Improving Power of DSP and CNN Hardware Accelerators Using Approximate Floating-point Multipliers

Abstract

Approximate computing has emerged as a promising design alternative for delivering power-efficient systems and circuits by exploiting the inherent error resiliency of numerous applications. The current article aims to tackle the increased hardware cost of floating-point multiplication units, which prohibits their usage in embedded computing. We introduce AFMU (Approximate Floating-point MUltiplier), an area/power-efficient family of multipliers, which apply two approximation techniques in the resource-hungry mantissa multiplication and can be seamlessly extended to support dynamic configuration of the approximation levels via gating signals. AFMU offers large accuracy configuration margins, provides negligible logic overhead for dynamic configuration, and detects unexpected results that may arise due to the approximations.

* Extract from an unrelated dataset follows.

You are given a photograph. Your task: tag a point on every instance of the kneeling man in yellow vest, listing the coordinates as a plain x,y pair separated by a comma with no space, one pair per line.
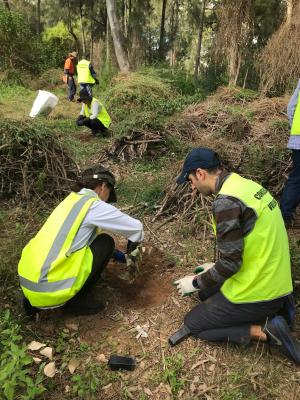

Our evaluation shows that AFMU delivers energy gains in the range 3.6%–53.5% for half-precision and 37.2%–82.4% for single-precision, in exchange for mean relative error around 0.05%–3.33% and 0.01%–2.20%, respectively. In comparison with state-of-the-art multipliers, AFMU exhibits up to 4–6× smaller error on average while delivering more energy-efficient computing. The evaluation in image processing shows that AFMU provides sufficient quality of service, i.e., more than 50 db PSNR and near 1 SSIM values, and up to 57.4% power reduction. When used in floating-point CNNs, the accuracy loss is small (or zero), i.e., up to 5.4% for MNIST and CIFAR-10, in exchange for up to 63.8% power gain.